How the debris is sorted when it arrives at the landfill–or lack therof– is a point of contention between county highway administrator Dusty Zenger and Belleville city manager Neal Lewis.
Zenger said he thought “clean rubble”–bricks, concrete, stones and uncontaminated soil–would be separated from wood, plaster and other building materials in the demolished buildings.
Instead, the contractor hauled mixed loads to dump at the county construction and demolition site south of Belleville. That filled the current cell at the landfill twice as fast as Zenger expected–and may also nearly completely fill a new cell under construction.
“I thought we would only have 50 percent of the material we’ve had,” Zenger said.
City street superintendent Brian Phillips estimated there may be 6,500 yards of debris from the 1700 block of M. At the price quoted to the city by Zenger, that means the city may owe the county more than $24,000 in landfill fees.
“We’re over $200,000 that the city has put into this project. No one else has put in two cents,” he said.
“It’s been an arduous duty to get these buildings down. I’ve dealt with the court, with the people who owned the buildings, bids from contractors, getting the asbestos out.
“I thought we were at the point where our trials and tribulations were done.”

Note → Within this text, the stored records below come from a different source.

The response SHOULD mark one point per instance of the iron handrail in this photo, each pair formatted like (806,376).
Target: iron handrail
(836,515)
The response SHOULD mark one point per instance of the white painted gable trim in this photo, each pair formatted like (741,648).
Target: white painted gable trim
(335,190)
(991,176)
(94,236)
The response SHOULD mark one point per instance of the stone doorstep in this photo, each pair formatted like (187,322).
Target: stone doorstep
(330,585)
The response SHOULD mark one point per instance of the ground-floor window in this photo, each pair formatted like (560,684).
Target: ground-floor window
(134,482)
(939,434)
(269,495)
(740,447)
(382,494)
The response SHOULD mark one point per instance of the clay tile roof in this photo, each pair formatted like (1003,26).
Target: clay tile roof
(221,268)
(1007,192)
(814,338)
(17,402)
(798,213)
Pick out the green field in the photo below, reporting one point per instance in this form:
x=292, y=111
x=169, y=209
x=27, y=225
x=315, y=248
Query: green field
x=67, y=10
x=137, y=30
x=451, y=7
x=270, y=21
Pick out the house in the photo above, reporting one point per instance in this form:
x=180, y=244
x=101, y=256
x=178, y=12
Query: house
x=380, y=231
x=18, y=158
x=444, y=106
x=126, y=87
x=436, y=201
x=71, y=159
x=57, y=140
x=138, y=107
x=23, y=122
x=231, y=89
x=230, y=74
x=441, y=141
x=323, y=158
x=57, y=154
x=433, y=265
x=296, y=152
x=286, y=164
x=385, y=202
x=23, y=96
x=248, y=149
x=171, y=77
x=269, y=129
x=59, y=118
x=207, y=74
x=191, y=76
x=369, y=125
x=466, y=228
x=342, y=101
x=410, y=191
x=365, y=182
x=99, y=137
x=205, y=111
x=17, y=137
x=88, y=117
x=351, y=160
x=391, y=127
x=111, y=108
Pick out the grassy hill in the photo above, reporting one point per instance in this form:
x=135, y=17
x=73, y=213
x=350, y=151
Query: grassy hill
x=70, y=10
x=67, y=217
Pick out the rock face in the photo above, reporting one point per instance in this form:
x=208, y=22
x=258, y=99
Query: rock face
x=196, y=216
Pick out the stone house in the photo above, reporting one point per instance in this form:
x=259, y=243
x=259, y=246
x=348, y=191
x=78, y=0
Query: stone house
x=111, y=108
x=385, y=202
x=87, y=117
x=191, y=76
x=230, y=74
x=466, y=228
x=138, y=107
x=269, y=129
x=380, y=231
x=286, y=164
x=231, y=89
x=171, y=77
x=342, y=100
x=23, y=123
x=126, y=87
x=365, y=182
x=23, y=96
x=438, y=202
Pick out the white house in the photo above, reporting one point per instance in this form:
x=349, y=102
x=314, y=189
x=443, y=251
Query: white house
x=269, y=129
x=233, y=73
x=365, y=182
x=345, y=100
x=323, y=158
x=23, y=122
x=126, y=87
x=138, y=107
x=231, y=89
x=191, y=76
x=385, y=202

After Lewis and Phillips left the commission meeting, commissioners asked Zenger to estimate actual costs for labor and equipment to open the new cell at the landfill and monitor loads. Zenger said labor costs are $19 to $22 per hour for salary and benefits for four employees.
Commissioner Ed Splichal suggested the county consider only recouping costs for opening the new cell, rather than the $4 per yard the county usually charges to accept debris.
He noted that the county briefly owned the Republic Hotel by virtue of a no sale at the county delinquent tax sale, and the city accepted the building back once hurdles were cleared for the demolition.
Demolition halted Monday, March 13, with two floors of the former bank building still standing. Phillips said the contractor rented a large excavator for the majority of the project, but believes the limestone building can be taken down with a smaller excavator.
The question of whether material needs to be sorted differently may force the contractor to take down the remaining building differently, he said.
The contractor filled the basements of the building with rubble to provide a base to work from, but that material will all be removed from the site, he said.
Belleville city sent crews to help the county open the new cell at the landfill. Zenger said weekend rain slowed progress on the new cell, which must be inspected before it can accept materials.
Lewis said the city did not plan to charge the county for labor and equipment to help open the new cell at the landfill.
“I thought that’s just how we work together,” he said.